CIDADE RECEBE EQUIPAMENTOS QUE REFORÇAM A COLETA SELETIVA

A Fundação Israel Pinheiro (FIP), por meio do Programa Minas sem lixões, em parceria com a Fundação Estadual do Meio Ambiente (Feam), contemplou o município de Muriaé com uma empilhadeira elétrica, prensa e balança. Estes equipamentos são necessários no trabalho da triagem do lixo e da coleta seletiva, que já funciona em alguns bairros da cidade e é feita pelo Departamento Municipal de Saneamento Urbano (DEMSUR). A doação deveu-se ao compromisso firmado pelo município de cumprir com algumas proposições, como a implementação deste tipo de coleta, primeiramente, num projeto piloto. A diretora geral do DEMSUR, Maria Aparecida Muruci Monteiro, esteve na solenidade de entrega dos equipamentos doados pela FIP/Feam na Cidade Administrativa de Belo Hozonte e recebeu das mãos do presidente da Feam, José Cláudio Junqueira Ribeiro, a entrega simbólica dos equipamentos para coleta seletiva. SAIBA MAIS….

O bairro João XXIII, sede deste projeto, teve um trabalho de divulgação, incentivo e adaptação da comunidade para que a coleta seletiva fosse realizada pelo DEMSUR e pela Associação dos Catadores de Materiais Recicláveis de Muriaé (Asmam) naquele local. Hoje, mais seis bairros já participam: Colety, Primavera, Bico Doce, Quinta das Flores, São Gotardo e Alterosa.
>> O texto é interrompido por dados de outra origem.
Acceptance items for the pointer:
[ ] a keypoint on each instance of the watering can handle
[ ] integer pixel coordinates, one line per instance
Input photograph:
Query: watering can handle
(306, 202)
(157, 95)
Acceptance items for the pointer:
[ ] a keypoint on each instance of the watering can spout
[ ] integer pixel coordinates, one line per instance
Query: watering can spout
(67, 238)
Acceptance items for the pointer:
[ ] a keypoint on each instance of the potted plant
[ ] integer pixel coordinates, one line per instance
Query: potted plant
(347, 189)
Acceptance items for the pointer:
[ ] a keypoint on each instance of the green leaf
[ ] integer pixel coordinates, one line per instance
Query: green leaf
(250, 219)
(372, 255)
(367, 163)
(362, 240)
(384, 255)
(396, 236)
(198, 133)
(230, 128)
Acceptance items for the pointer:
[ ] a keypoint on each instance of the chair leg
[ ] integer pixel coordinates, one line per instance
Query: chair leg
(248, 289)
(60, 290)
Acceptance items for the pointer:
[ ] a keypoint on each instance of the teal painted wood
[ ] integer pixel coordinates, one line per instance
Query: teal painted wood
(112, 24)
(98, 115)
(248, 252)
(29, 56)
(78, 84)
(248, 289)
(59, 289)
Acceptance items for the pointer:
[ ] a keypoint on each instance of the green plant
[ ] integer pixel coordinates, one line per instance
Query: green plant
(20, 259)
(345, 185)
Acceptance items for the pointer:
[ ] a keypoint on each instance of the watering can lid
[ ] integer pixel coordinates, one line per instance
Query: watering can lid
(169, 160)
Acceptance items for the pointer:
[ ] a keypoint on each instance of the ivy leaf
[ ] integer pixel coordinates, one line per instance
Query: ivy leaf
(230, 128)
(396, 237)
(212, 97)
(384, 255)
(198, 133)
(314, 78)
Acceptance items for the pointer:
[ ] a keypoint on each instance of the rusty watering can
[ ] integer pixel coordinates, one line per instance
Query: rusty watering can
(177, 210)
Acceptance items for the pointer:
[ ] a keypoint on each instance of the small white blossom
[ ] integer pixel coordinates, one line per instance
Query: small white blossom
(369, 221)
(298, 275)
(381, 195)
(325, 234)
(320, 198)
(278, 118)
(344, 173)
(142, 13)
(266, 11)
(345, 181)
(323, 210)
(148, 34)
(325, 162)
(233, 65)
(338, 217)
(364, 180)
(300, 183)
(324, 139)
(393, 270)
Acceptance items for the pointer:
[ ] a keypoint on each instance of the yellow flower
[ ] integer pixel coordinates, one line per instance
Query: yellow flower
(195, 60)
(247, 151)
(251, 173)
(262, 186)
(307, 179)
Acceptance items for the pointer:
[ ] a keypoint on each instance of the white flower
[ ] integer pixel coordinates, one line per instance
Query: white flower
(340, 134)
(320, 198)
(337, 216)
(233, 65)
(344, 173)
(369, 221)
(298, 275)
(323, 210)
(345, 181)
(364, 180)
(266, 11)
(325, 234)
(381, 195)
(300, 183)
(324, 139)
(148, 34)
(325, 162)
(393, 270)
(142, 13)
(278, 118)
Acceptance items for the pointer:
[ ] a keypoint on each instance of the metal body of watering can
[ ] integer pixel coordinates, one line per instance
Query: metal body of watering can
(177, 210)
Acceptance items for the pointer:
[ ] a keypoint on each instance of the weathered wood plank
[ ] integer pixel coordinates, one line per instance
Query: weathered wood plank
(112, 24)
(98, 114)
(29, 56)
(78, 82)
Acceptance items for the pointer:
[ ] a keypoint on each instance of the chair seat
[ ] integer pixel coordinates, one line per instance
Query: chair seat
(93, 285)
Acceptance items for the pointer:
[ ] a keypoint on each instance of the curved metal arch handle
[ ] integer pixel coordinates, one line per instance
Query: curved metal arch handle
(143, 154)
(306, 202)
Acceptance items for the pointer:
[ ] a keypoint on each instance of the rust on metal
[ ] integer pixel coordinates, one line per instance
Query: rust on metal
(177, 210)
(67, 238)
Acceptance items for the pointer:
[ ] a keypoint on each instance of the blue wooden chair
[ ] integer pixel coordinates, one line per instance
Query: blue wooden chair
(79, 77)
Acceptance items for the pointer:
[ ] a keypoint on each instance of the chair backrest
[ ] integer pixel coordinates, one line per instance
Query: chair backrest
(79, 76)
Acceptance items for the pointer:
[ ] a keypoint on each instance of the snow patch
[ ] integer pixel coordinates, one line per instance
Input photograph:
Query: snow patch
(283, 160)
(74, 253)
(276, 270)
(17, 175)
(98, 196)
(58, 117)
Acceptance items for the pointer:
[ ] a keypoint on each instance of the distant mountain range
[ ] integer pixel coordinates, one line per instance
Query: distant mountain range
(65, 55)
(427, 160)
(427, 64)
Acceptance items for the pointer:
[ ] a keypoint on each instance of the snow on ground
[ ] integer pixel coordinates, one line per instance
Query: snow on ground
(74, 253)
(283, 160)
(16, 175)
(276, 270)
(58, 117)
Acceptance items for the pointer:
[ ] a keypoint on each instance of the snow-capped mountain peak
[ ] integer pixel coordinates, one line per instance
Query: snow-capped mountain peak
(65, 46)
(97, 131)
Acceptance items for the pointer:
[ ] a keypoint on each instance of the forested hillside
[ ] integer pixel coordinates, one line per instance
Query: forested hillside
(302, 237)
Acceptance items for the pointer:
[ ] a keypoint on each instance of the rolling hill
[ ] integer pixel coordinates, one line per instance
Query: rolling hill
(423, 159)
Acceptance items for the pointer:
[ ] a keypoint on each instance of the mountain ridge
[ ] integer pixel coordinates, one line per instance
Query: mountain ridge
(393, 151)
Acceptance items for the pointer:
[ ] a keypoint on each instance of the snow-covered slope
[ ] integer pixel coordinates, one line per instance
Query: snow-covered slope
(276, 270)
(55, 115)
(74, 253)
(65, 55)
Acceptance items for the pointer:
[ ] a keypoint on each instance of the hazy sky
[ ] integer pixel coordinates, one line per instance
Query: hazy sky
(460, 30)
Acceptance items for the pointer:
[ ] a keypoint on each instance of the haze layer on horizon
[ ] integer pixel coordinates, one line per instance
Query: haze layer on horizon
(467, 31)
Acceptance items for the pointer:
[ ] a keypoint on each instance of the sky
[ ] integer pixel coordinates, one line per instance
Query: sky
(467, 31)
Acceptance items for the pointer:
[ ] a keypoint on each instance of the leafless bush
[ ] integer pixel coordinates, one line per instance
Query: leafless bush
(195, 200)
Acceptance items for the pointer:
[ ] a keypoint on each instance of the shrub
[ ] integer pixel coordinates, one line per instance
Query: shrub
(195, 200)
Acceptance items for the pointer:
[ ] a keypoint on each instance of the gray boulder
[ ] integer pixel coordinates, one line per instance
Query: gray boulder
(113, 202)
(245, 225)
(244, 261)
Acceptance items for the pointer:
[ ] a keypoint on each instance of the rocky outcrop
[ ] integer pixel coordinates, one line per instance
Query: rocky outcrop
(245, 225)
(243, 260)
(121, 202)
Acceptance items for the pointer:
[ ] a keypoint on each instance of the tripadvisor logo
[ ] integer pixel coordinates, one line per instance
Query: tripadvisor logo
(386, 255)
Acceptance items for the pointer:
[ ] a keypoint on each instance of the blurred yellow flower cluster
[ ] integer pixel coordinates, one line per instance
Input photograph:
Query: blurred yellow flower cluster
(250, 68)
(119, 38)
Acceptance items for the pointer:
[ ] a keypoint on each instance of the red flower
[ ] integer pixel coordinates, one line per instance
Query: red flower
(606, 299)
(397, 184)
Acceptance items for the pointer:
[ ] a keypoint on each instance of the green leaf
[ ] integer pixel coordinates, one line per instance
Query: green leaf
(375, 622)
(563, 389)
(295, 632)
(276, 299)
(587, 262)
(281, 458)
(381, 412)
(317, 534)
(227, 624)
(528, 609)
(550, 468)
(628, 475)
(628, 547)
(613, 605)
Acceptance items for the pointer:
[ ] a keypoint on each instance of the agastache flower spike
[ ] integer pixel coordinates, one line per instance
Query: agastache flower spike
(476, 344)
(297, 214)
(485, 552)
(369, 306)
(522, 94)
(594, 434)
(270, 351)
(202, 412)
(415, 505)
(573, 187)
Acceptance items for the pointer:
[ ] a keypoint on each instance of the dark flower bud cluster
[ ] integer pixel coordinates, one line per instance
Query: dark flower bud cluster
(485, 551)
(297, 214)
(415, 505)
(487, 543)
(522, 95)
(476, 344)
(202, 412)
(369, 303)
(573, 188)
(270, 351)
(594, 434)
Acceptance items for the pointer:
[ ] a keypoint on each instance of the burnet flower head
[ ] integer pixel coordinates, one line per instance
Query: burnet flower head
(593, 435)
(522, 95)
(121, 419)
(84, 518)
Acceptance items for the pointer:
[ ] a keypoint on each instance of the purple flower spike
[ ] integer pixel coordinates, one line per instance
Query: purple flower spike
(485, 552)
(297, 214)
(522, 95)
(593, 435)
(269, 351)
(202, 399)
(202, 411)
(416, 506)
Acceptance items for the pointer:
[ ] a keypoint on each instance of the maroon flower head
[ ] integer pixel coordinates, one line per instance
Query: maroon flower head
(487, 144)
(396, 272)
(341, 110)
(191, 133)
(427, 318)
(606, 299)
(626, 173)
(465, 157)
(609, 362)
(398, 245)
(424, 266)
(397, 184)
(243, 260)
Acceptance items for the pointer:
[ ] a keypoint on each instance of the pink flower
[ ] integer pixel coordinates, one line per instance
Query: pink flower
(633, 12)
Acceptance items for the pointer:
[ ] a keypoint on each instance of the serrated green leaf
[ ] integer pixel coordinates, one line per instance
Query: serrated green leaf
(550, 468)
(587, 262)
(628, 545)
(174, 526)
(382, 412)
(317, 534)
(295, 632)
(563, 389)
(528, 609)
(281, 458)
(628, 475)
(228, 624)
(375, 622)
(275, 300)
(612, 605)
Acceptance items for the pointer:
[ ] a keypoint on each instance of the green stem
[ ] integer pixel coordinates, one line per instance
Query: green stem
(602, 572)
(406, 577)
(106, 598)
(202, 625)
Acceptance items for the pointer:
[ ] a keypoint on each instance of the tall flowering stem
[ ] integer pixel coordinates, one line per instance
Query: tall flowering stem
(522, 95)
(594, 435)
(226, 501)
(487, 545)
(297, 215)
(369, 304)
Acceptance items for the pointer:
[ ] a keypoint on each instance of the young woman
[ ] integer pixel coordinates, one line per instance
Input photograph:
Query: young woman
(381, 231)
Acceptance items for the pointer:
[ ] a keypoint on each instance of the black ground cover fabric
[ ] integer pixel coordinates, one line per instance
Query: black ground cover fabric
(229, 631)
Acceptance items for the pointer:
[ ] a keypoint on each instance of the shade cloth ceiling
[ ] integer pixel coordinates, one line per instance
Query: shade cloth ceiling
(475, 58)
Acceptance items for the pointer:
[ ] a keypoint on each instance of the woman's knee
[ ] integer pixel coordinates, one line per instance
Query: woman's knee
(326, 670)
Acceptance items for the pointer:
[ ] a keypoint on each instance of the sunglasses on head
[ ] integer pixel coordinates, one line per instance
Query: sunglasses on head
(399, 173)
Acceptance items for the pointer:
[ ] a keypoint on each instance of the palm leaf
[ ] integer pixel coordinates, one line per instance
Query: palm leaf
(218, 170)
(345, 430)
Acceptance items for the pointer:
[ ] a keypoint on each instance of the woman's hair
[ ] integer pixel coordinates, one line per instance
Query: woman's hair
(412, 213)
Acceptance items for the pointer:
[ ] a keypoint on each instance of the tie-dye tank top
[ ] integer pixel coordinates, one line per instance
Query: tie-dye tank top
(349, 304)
A diretora geral do DEMSUR, Maria Aparecida Muruci Monteiro, esteve no dia 24 de março na solenidade de entrega dos equipamentos doados pela FIP/Feam na cidade administrativa de Belo Horizonte e recebeu das mãos do presidente da Feam, José Cláudio Junqueira Ribeiro, a entrega simbólica dos equipamentos para coleta seletiva.

O Projeto, que só em 2007 investiu, em recursos do orçamento, aproximadamente R$ 5 milhões, tem como objetivo principal promover e fomentar a não geração, o reaproveitamento, a reciclagem e a disposição adequada de resíduos sólidos com vistas à melhoria da saúde ambiental. A meta final é que, até 2011, 60% da população seja atendida por sistemas adequados de disposição final de resíduos sólidos urbanos. Há quatro anos, 90% dos municípios mineiros dispunham os resíduos em lixões. “Sabemos que a falta de infra-estrutura de saneamento é um desafio a ser vencido no Brasil e em Minas. Por isso estamos executando e desenvolvendo programas de orientação e parceria com os municípios mineiros para resolução destes problemas no Estado”, explica José Cláudio Junqueira.

Muriaé


 

Comentários

Além da coleta seletiva, a FEAM deveria investigar os inúmeros e assassinos cortes de árvores na cidade!

Isto é um salto para o futuro. Parabens Dra. Aparecida pelo seu trabalho sério.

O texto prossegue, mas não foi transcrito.